The last time I can remember misbehaving in a church was the first time I laid eyes on the inside of The National Shrine of Saint Elizabeth Ann Seton in Emmitsburg. The soaring basilica dome overwhelmed my 8-year-old senses, so I let out an embarrassingly loud and reverberating “wow!” as pilgrims to the saint’s final resting place were trying to pray.
That memory of spontaneous amazement will probably last the rest of my life, but sadly, what I don’t remember well from that day is the visitor center. I’ve been to the shrine several times since, but I can’t even remember if I’d seen the old visitor center more than once. There just wasn’t anything memorable about the place that was supposed to educate visitors on the life of the founding mother of American Catholic education and the first citizen born in the U.S. to be canonized as a saint.
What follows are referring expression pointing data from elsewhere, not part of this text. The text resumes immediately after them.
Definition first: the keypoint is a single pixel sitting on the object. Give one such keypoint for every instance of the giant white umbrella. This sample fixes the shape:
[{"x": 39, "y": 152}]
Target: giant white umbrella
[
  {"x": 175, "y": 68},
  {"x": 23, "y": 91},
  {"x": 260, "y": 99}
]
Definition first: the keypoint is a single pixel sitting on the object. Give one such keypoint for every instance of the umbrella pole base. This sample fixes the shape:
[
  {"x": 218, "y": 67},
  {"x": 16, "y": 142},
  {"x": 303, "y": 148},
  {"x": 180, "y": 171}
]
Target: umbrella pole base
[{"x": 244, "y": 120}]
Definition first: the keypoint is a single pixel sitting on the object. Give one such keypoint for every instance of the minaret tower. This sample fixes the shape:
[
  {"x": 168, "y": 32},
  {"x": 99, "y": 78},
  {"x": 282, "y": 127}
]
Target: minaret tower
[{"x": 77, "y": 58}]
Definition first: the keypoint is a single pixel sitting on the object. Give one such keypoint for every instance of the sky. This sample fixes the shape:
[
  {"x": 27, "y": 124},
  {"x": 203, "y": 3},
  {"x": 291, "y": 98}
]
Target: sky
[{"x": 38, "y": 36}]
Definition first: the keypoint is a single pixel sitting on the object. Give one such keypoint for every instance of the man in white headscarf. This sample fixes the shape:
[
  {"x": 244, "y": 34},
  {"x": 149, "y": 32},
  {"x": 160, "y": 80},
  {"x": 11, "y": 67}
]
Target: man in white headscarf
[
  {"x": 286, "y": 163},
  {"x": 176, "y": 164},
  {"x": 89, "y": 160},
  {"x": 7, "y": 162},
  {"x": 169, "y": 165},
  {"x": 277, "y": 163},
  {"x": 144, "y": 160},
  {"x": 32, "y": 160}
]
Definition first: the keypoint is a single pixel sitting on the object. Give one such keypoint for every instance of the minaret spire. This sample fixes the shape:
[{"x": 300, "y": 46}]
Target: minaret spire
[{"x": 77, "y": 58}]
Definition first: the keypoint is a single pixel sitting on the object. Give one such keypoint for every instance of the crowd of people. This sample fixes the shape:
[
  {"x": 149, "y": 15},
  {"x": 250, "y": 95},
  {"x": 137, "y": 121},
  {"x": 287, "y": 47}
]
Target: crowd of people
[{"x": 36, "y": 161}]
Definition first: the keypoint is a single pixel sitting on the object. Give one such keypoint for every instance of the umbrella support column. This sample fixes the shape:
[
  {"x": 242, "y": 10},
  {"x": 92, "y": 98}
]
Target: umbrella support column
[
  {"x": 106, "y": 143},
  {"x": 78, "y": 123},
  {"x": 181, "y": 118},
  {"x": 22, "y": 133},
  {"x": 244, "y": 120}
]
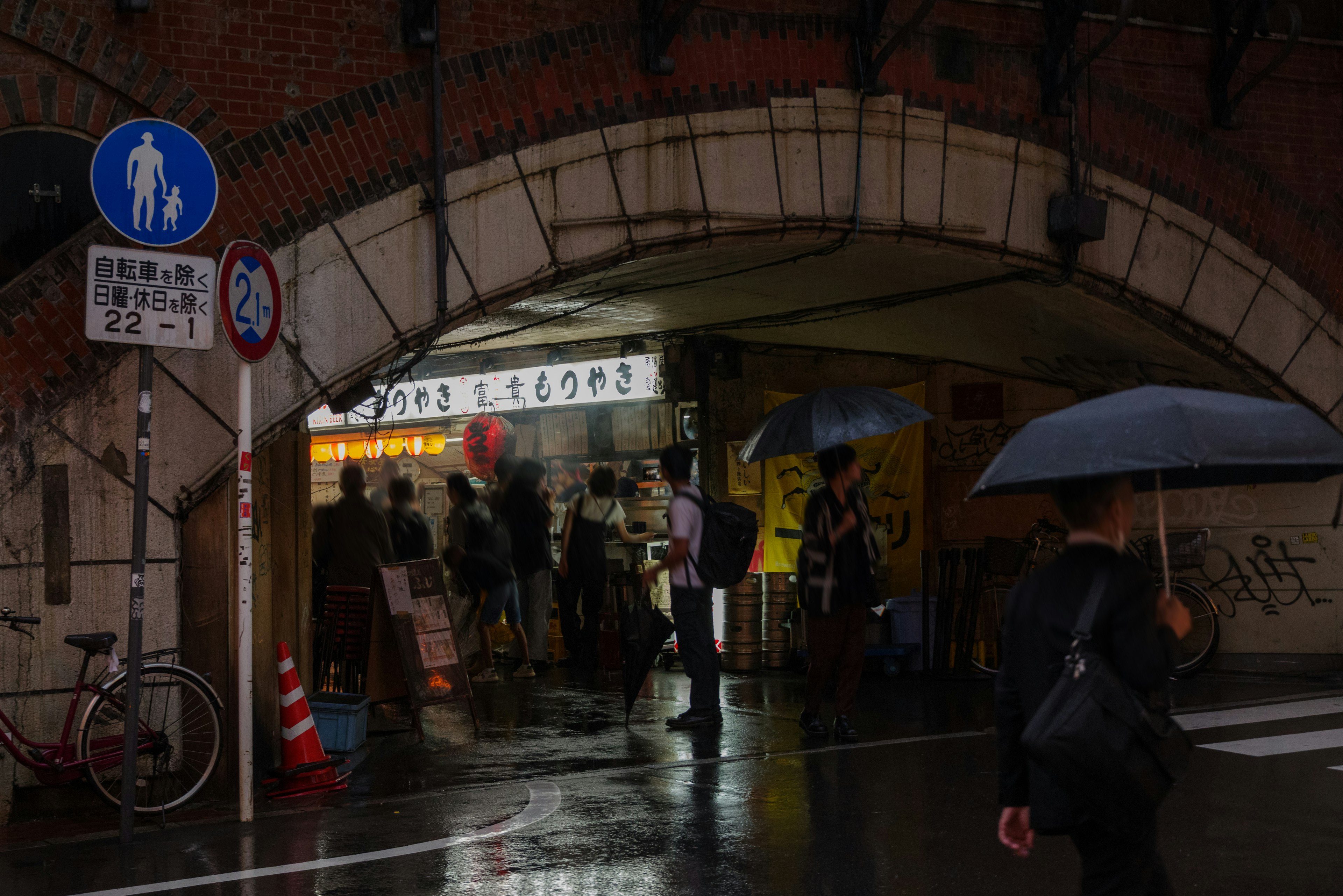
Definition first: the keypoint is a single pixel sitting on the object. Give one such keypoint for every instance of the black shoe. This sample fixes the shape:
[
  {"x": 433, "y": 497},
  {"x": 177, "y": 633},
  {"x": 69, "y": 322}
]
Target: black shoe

I had to ask Tony DiIulio, the director of programs for the Shrine, to remind me what that old center was like before last month’s grand opening of a new, $4 million visitor center and museum. Built in the ’80s, the former visitor center was in an area beneath the basilica that caused “visitor confusion,” he told me. A small labyrinth stood between visitors and the elevator that went up to the actual shrine. By contrast, the new center has a grand main entrance into a large hallway-shaped museum that leads right to the basilica.